PROFESSIONAL ASSOCIATIONS

In tracing the trajectory of the professional project among barristers and solicitors, I have not yet discussed the instrument through which they pursued their goals—the professional association. I will begin by describing the emergence and consolidation of structures for collective action during the nineteenth and early twentieth centuries before examining their responses to the challenges of the postwar period.

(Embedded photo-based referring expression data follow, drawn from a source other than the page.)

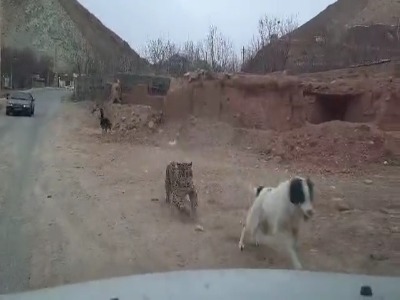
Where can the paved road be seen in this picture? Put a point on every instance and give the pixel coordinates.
(21, 139)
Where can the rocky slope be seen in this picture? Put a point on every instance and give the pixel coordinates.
(64, 29)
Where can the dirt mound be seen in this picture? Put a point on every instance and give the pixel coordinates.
(331, 145)
(127, 117)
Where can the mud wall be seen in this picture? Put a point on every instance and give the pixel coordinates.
(138, 94)
(261, 102)
(280, 102)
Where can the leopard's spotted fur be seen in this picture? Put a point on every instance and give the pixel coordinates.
(179, 184)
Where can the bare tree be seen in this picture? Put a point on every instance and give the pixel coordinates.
(159, 51)
(222, 56)
(272, 43)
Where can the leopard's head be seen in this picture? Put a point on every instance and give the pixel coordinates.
(185, 174)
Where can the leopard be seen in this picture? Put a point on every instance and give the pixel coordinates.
(179, 184)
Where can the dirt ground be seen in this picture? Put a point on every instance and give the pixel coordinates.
(103, 212)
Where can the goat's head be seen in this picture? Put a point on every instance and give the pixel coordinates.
(95, 108)
(301, 194)
(185, 174)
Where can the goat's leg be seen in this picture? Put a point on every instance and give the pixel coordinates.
(251, 226)
(292, 251)
(193, 201)
(241, 243)
(291, 246)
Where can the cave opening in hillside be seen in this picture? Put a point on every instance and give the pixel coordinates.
(332, 107)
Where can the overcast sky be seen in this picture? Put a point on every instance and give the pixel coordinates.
(137, 21)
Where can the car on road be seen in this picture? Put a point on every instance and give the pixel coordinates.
(21, 103)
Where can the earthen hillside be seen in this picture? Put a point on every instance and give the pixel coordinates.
(350, 32)
(64, 28)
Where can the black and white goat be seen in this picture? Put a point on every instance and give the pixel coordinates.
(274, 218)
(105, 123)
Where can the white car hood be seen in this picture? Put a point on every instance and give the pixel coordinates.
(231, 284)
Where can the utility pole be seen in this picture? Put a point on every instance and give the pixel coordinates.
(1, 39)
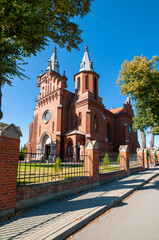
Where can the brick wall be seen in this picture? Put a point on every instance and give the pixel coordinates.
(9, 149)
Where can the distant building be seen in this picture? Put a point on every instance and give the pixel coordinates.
(65, 121)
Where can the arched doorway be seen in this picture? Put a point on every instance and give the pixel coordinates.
(46, 145)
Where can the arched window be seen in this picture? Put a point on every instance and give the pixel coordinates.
(79, 118)
(86, 82)
(95, 87)
(108, 133)
(78, 84)
(75, 120)
(95, 124)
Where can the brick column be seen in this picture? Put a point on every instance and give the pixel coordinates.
(9, 158)
(146, 163)
(153, 157)
(140, 157)
(92, 160)
(157, 157)
(124, 158)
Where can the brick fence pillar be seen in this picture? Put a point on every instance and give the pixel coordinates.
(124, 158)
(140, 156)
(92, 160)
(9, 157)
(146, 163)
(157, 157)
(153, 157)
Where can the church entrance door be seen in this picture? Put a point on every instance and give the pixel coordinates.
(47, 151)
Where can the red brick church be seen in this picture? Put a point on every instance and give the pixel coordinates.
(65, 121)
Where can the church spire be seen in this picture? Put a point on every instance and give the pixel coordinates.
(53, 63)
(86, 63)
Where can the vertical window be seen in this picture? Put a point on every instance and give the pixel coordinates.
(52, 127)
(95, 87)
(79, 118)
(78, 84)
(86, 82)
(39, 131)
(108, 133)
(95, 124)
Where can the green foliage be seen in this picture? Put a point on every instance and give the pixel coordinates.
(26, 27)
(118, 159)
(106, 161)
(139, 79)
(57, 165)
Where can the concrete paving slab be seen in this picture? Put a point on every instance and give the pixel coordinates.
(60, 219)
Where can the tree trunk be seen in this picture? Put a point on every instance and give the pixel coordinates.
(1, 114)
(143, 139)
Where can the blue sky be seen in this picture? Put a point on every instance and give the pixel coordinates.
(114, 31)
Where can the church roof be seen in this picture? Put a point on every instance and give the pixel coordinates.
(53, 63)
(86, 63)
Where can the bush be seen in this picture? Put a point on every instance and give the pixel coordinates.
(106, 161)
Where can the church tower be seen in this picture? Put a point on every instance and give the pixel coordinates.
(86, 80)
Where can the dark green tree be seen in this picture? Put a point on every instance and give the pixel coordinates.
(139, 79)
(26, 27)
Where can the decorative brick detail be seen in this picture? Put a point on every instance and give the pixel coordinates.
(92, 160)
(124, 158)
(153, 157)
(146, 164)
(9, 156)
(140, 157)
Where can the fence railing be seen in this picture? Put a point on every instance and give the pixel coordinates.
(34, 168)
(109, 163)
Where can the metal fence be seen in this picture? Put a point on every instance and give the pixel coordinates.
(133, 161)
(34, 168)
(109, 163)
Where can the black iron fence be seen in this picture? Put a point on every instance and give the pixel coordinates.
(134, 161)
(35, 168)
(108, 163)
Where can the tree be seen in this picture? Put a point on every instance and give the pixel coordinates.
(139, 79)
(27, 26)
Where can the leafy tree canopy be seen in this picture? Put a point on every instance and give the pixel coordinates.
(26, 27)
(139, 79)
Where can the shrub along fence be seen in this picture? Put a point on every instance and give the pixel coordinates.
(33, 168)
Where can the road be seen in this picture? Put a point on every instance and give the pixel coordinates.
(136, 218)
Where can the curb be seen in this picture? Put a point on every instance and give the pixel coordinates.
(74, 227)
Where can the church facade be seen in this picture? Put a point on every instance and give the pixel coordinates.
(65, 121)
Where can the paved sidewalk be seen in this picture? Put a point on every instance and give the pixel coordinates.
(59, 219)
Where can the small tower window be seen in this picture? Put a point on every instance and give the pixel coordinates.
(95, 87)
(86, 82)
(78, 84)
(95, 124)
(108, 133)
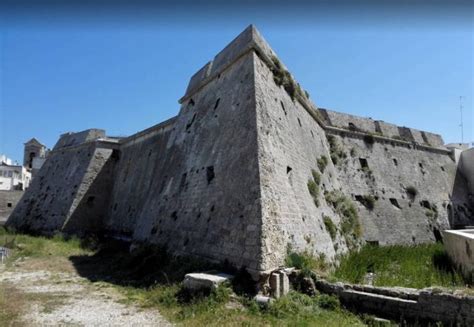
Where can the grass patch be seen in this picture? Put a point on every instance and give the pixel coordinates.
(11, 303)
(330, 227)
(350, 224)
(151, 278)
(38, 246)
(407, 266)
(322, 163)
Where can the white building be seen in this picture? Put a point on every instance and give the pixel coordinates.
(13, 177)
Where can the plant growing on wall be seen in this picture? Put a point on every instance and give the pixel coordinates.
(313, 186)
(350, 224)
(330, 227)
(368, 201)
(314, 191)
(411, 191)
(322, 163)
(282, 77)
(369, 139)
(335, 150)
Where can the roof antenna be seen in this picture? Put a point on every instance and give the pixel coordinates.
(461, 125)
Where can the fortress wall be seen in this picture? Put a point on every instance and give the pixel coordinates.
(341, 120)
(203, 194)
(8, 202)
(139, 163)
(368, 125)
(387, 129)
(72, 139)
(290, 142)
(57, 189)
(88, 210)
(391, 169)
(466, 167)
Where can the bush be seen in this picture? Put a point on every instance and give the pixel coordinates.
(368, 201)
(314, 191)
(328, 302)
(303, 261)
(369, 139)
(330, 227)
(411, 191)
(322, 163)
(283, 78)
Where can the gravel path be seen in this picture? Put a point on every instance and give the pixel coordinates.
(63, 298)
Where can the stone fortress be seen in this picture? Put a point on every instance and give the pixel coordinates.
(248, 168)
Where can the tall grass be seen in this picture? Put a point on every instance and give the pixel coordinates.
(417, 266)
(38, 246)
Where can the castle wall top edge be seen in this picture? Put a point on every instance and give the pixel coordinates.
(379, 127)
(249, 39)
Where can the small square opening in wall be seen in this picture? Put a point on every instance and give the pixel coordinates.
(395, 203)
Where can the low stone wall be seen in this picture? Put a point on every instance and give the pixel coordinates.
(460, 246)
(405, 304)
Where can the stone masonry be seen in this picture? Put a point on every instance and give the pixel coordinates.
(227, 178)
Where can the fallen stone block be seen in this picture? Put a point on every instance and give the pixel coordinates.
(263, 301)
(203, 281)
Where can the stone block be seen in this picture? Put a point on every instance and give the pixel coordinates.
(199, 281)
(284, 283)
(275, 285)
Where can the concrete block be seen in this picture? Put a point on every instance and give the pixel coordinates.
(262, 300)
(199, 281)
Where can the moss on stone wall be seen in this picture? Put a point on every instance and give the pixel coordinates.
(350, 224)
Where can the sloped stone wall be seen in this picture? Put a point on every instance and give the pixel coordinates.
(58, 190)
(8, 202)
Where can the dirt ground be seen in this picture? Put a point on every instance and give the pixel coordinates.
(41, 292)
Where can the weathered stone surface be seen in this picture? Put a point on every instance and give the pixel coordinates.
(420, 306)
(8, 202)
(460, 246)
(275, 285)
(227, 178)
(199, 281)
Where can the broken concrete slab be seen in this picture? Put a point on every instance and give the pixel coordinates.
(200, 281)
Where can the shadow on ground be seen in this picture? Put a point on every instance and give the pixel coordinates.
(148, 265)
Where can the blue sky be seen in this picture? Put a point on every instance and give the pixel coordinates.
(124, 74)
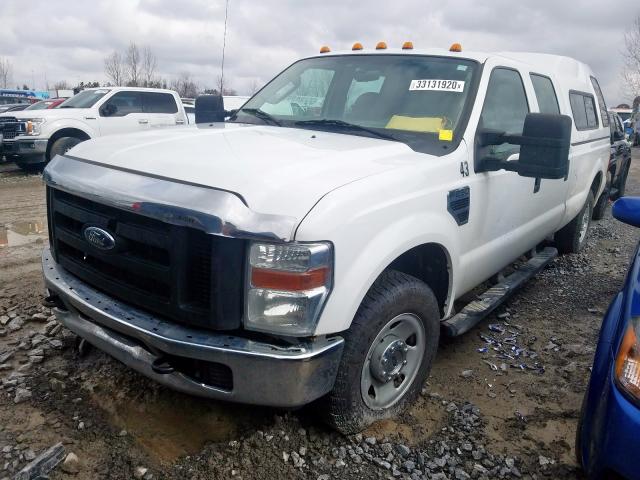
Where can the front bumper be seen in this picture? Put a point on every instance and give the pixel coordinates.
(26, 150)
(262, 373)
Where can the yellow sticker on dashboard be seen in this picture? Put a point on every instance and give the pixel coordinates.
(445, 135)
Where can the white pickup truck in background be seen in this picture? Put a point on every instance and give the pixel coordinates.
(32, 138)
(312, 247)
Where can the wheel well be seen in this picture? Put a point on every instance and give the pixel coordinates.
(595, 185)
(65, 132)
(430, 263)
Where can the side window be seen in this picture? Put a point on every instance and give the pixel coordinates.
(121, 104)
(601, 102)
(583, 108)
(545, 93)
(505, 108)
(154, 102)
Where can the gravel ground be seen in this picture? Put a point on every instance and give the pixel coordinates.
(481, 415)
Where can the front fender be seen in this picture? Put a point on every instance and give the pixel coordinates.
(369, 233)
(49, 128)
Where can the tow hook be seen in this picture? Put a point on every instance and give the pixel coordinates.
(83, 347)
(53, 301)
(162, 366)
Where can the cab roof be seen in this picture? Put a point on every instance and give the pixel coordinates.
(541, 62)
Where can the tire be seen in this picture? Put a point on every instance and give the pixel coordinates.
(573, 236)
(601, 205)
(395, 306)
(62, 146)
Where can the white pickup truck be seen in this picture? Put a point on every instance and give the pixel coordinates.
(32, 138)
(312, 247)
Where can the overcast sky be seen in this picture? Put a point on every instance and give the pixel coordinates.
(56, 40)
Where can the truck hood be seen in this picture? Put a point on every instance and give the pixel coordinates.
(275, 170)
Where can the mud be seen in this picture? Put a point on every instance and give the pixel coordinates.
(115, 420)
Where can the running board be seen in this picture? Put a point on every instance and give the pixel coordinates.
(488, 301)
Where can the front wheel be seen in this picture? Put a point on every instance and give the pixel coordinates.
(573, 236)
(388, 353)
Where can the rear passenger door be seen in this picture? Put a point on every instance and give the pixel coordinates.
(161, 109)
(122, 113)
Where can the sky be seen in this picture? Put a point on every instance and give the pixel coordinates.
(51, 40)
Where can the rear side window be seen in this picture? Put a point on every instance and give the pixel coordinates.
(601, 102)
(154, 102)
(122, 104)
(545, 93)
(583, 108)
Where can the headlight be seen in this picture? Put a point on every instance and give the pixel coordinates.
(628, 359)
(33, 126)
(287, 286)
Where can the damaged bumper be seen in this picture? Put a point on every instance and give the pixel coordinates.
(195, 361)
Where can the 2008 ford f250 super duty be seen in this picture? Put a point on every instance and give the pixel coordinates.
(312, 247)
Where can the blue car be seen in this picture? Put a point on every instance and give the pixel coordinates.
(608, 435)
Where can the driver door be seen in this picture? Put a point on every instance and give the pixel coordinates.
(519, 212)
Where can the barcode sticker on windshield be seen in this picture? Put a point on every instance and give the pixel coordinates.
(438, 85)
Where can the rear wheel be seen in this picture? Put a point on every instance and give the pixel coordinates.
(573, 236)
(388, 353)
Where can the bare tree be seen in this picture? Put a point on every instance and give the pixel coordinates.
(149, 65)
(114, 68)
(5, 72)
(61, 85)
(631, 56)
(134, 65)
(185, 86)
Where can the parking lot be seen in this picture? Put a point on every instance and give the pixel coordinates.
(478, 416)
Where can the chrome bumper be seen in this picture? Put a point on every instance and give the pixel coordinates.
(263, 374)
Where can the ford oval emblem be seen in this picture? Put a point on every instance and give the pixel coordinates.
(99, 238)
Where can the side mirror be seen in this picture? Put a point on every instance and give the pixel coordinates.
(544, 147)
(108, 109)
(627, 210)
(209, 109)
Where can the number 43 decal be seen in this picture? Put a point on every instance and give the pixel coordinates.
(464, 169)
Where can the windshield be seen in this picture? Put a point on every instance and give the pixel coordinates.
(39, 106)
(405, 97)
(84, 99)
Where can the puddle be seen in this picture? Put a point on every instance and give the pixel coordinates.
(21, 233)
(171, 425)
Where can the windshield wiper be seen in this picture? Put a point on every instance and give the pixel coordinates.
(262, 115)
(344, 125)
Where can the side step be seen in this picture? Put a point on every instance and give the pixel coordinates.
(488, 301)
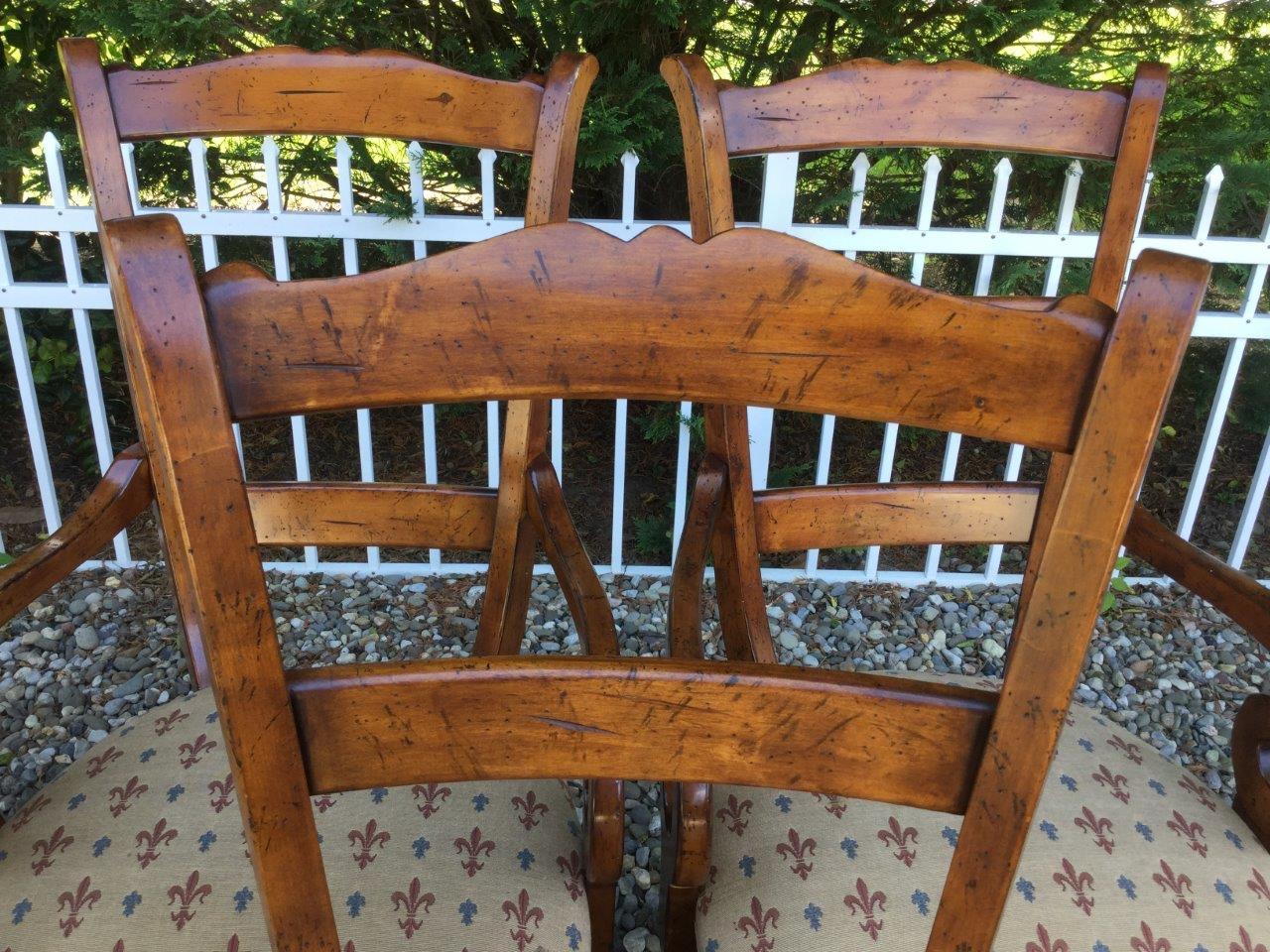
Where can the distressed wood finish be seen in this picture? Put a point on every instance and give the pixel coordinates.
(775, 320)
(119, 498)
(953, 103)
(420, 721)
(896, 513)
(335, 93)
(372, 515)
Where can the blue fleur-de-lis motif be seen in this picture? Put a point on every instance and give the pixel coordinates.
(813, 914)
(467, 912)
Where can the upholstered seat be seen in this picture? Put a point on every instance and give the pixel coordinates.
(139, 848)
(1128, 852)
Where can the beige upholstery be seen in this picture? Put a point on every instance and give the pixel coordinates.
(139, 848)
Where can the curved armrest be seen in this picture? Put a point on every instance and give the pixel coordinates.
(122, 494)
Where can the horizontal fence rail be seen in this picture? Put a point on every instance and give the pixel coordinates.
(276, 222)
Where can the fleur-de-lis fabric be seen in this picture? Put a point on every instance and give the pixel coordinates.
(139, 847)
(1128, 853)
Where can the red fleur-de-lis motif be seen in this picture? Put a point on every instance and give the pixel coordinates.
(187, 895)
(1199, 792)
(529, 810)
(1044, 943)
(46, 849)
(324, 803)
(1114, 782)
(1069, 878)
(154, 841)
(1178, 884)
(1147, 942)
(869, 905)
(898, 837)
(1128, 749)
(28, 812)
(221, 792)
(191, 753)
(126, 794)
(1259, 885)
(366, 842)
(98, 763)
(795, 852)
(432, 794)
(1097, 826)
(1245, 943)
(526, 918)
(734, 814)
(758, 921)
(474, 847)
(1192, 832)
(833, 805)
(75, 904)
(168, 721)
(572, 871)
(413, 901)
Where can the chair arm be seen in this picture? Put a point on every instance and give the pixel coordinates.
(122, 494)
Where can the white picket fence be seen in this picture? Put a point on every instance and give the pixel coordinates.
(849, 238)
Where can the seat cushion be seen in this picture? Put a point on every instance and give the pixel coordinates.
(1128, 853)
(141, 843)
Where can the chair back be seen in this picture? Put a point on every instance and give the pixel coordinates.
(774, 321)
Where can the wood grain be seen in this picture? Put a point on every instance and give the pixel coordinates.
(774, 321)
(908, 742)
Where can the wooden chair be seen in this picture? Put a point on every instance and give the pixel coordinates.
(801, 329)
(379, 93)
(866, 103)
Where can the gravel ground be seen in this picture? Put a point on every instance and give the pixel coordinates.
(103, 647)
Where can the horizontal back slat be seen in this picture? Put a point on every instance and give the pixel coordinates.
(564, 309)
(287, 89)
(372, 515)
(890, 739)
(897, 515)
(953, 104)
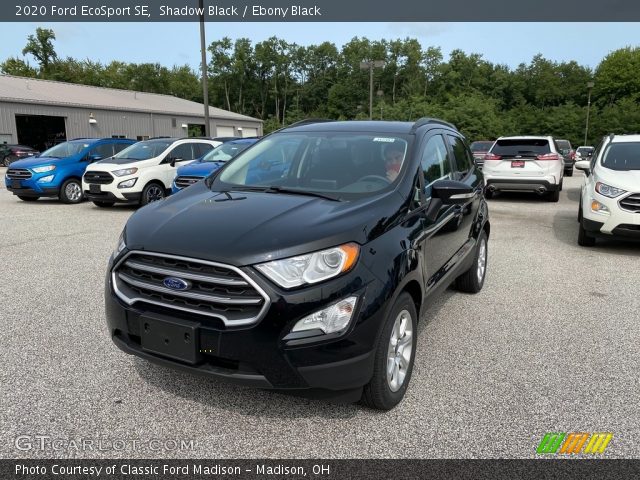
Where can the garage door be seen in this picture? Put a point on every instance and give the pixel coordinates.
(249, 132)
(225, 132)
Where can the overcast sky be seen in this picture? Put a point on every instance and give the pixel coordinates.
(178, 43)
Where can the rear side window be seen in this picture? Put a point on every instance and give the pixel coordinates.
(462, 157)
(530, 147)
(103, 151)
(435, 162)
(622, 156)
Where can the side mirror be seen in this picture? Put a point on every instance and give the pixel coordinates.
(452, 192)
(584, 165)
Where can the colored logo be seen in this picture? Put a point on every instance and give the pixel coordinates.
(175, 283)
(573, 443)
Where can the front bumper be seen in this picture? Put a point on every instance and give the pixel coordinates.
(258, 355)
(31, 188)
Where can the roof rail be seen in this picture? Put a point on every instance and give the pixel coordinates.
(425, 120)
(308, 121)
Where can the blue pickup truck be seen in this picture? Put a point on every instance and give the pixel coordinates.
(58, 171)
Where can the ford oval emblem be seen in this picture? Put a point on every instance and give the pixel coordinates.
(175, 283)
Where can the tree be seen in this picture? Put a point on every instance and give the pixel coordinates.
(40, 46)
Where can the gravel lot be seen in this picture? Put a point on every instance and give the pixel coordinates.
(550, 344)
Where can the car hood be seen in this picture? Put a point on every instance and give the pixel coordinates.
(627, 180)
(38, 161)
(244, 228)
(200, 169)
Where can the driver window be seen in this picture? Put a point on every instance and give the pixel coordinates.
(435, 163)
(183, 152)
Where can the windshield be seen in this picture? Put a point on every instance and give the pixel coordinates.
(65, 149)
(225, 152)
(480, 146)
(622, 156)
(340, 165)
(529, 147)
(144, 150)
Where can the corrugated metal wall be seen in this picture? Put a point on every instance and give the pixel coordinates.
(110, 123)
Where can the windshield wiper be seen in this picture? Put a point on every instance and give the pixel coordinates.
(276, 189)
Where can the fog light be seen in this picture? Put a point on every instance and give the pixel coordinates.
(127, 183)
(598, 207)
(332, 319)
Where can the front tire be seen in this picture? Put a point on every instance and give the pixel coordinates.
(152, 193)
(472, 280)
(71, 191)
(394, 356)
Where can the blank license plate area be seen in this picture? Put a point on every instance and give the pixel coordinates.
(177, 339)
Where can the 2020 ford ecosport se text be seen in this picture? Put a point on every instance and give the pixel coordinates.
(314, 279)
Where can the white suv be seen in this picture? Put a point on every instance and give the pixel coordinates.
(525, 163)
(610, 197)
(143, 172)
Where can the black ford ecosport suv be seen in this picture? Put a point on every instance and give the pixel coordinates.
(305, 262)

THE INSTITUTIONAL FRAMEWORK

Barristers entered the nineteenth century as a fully mature profession. They controlled entry and enjoyed an unchallenged monopoly over advocacy. Indeed, these privileges had been won so far in the past that they had acquired the unquestionable legitimacy of tradition. At the same time, the Bar's demographic and organizational characteristics facilitated informal social control. The Bar was small (less than a thousand actual practitioners), extremely homogeneous, and concentrated within a few square blocks of London. Because solicitors insulated barristers from direct client contact, the Bar was less subject to the centrifugal pressures of client loyalty. Barristers encountered fewer temptations to engage in financial misconduct, for they did not handle clients' money. Since most of their professional activities occurred in open court, they constantly were subject to the scrutiny of both judges and their fellow barristers.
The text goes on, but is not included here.